The standard way to evaluate a language model, put it on a benchmark, record a score, and ship it, breaks down completely when the model is an agent operating over dozens of sequential steps in a live environment. Cameron R. Wolfe, writing on his Substack, published a detailed guide to agent evaluation that makes the structural problem clear: the eval tooling available to most teams was designed for a fundamentally different kind of system.
The gap is not academic. Agents deployed in production coding environments or clinical decision support tools are making sequences of decisions where a single wrong step can compound into a catastrophic outcome. A benchmark score from a static multiple-choice task does not tell you how a system behaves when it must plan across a ten-step tool-calling chain, encounter unexpected inputs midway through, and recover without human intervention.
The field is responding slowly. Most evaluation frameworks still measure final-answer accuracy or task completion rate on isolated prompts. When the same logic is applied to an agent, the harness fails to capture intermediate failures, recovery behavior, or cascading errors. A system that scores 87 percent on a static coding benchmark may fail on 40 percent of multi-step refactor tasks where context accumulates across tool calls. Those numbers come from informal internal comparisons across teams, not from any published study, but the pattern is consistent enough that practitioners cite it openly.
What rigorous agent evaluation actually requires is distinct from what most teams are building. Wolfe’s framework points toward realistic harnesses: environments that simulate the noise and variability of production conditions, not cleaned-up academic datasets. These harnesses need to observe intermediate steps, not just terminal outputs. They need to measure reliability across long time horizons rather than single-turn performance. And they need to be outcome-oriented: did the agent accomplish the goal correctly, not just generate a plausible-looking output?
The comparison to software testing is useful here. Unit tests measure isolated components; integration tests measure how components interact under load. The industry spent fifteen years building the infrastructure to run reliable integration tests at scale. Agent evaluation is at the unit-test stage, except the stakes are closer to a production system than a hello-world function. The lack of a shared evaluation standard is not a philosophical problem; it is a product risk that is already materializing in agent deployments where teams do not discover failures until a customer reports one.
Two factors are making this more urgent now. First, the deployment of agents in high-stakes domains, specifically autonomous coding assistants and medical reasoning tools, is moving faster than the evaluation tooling. Second, agent capability is improving at a rate that makes last quarter’s eval framework irrelevant. A harness designed for a three-step agent running in a sandboxed environment does not generalize to a thirty-step agent with file system access and external API calls.

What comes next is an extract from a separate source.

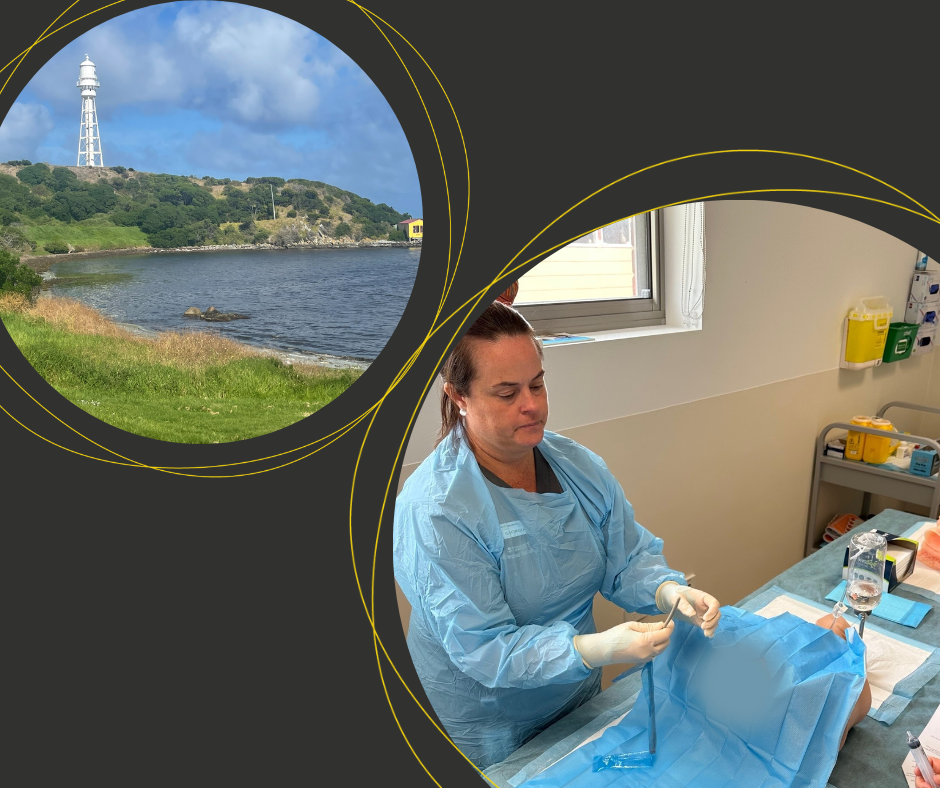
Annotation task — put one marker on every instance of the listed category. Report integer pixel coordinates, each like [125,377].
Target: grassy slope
[91,238]
[119,381]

For builders shipping agent products today, the practical consequence is straightforward. If your evaluation pipeline does not include a realistic multi-step harness that observes intermediate state and measures recovery from mid-task failures, you are flying without instruments. Adding that harness before your next major release is not a research project; it is a quality gate that your customers are already expecting you to have.
This article draws on analysis published by Cameron R. Wolfe, Ph.D. on Cameron R. Wolfe’s Substack; the piece is undated.